Managers often need reminding that the bottom line may be the end-all of business activity, but that the top line literally comes first.

Unless somebody, somewhere makes the vital decision to purchase from you, there is no profit – only expense. Yet sales has long been ranked behind a younger business skill – that wonderful stuff called marketing. The marketeers, you see, are managers, who make decisions and give orders. The sales people are operatives who do what they are told.

The distinction is both wrong-headed and dangerous. It’s true that some people are natural born sellers, who are unhappy with ‘soft’ issues like strategy, planning and branding. But the strategists, planners and brand managers are a long way, sometimes inordinately long, from the front line. The lessons from the front, in peace as in war, bring the generals in the rear back to reality.

The first of those realities is that the customer is outside the company’s control. It follows that the sales person is a crucial contact in a critical activity – worth every bit of the double issue that the Harvard Business Review recently devoted to the discipline.

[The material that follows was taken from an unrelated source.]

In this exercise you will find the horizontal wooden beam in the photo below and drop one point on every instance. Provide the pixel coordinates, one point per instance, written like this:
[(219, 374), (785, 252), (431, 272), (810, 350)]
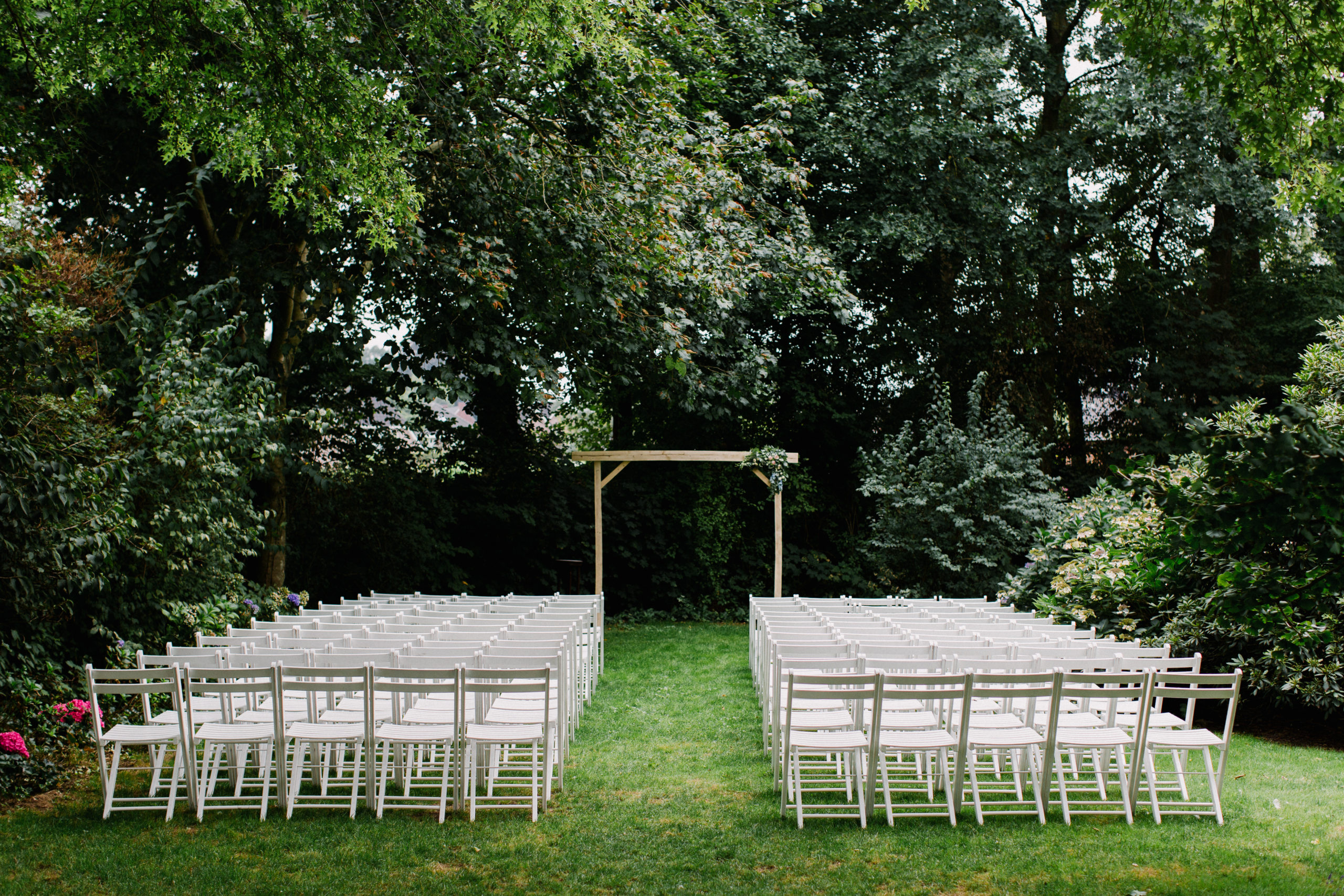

The contribution closest to my heart is entitled ‘The World’s Greatest Salesman’, advertised on the front cover along with all the heavyweight contributions from the academics, consultants, etc. However, the one-page contribution was well worth the billing. This is not to deny that the heavyweights possess great value. In fact, there’s a highly telling overlap between the heavier material and the one-pager. The world champion turned out to be Joe Girard, a car salesman who won his title way back in 1973.


The great feat that made the Guinness record book (and which still stands unchallenged) was to sell 1,425 cars in the year, including 174 in a single month. According to the HBR, the norm for the industry is four or five cars a month. The interesting question, in fact, is not how Girard achieved this fabulous level of turnover, but why the other salespeople in this sales-dependent industry are so poor: one deal a week is a miserable performance.

What makes it even more mysterious is that the sales staff work for independent dealerships whose franchises are only as valuable as their sales figures.

Yet the manufacturers find they must go to great lengths to motivate the dealers to improve their own effectiveness – I’ve attended dealer conferences at expensive venues where the delegates are royally entertained, in between lectures by people like me on how to improve their sales performance. Motivation dominates the discussions, and in the motivational mix the same item rules the roost – commission. Money is a great motivator, without doubt. So what can Joe Girard teach us about commissions?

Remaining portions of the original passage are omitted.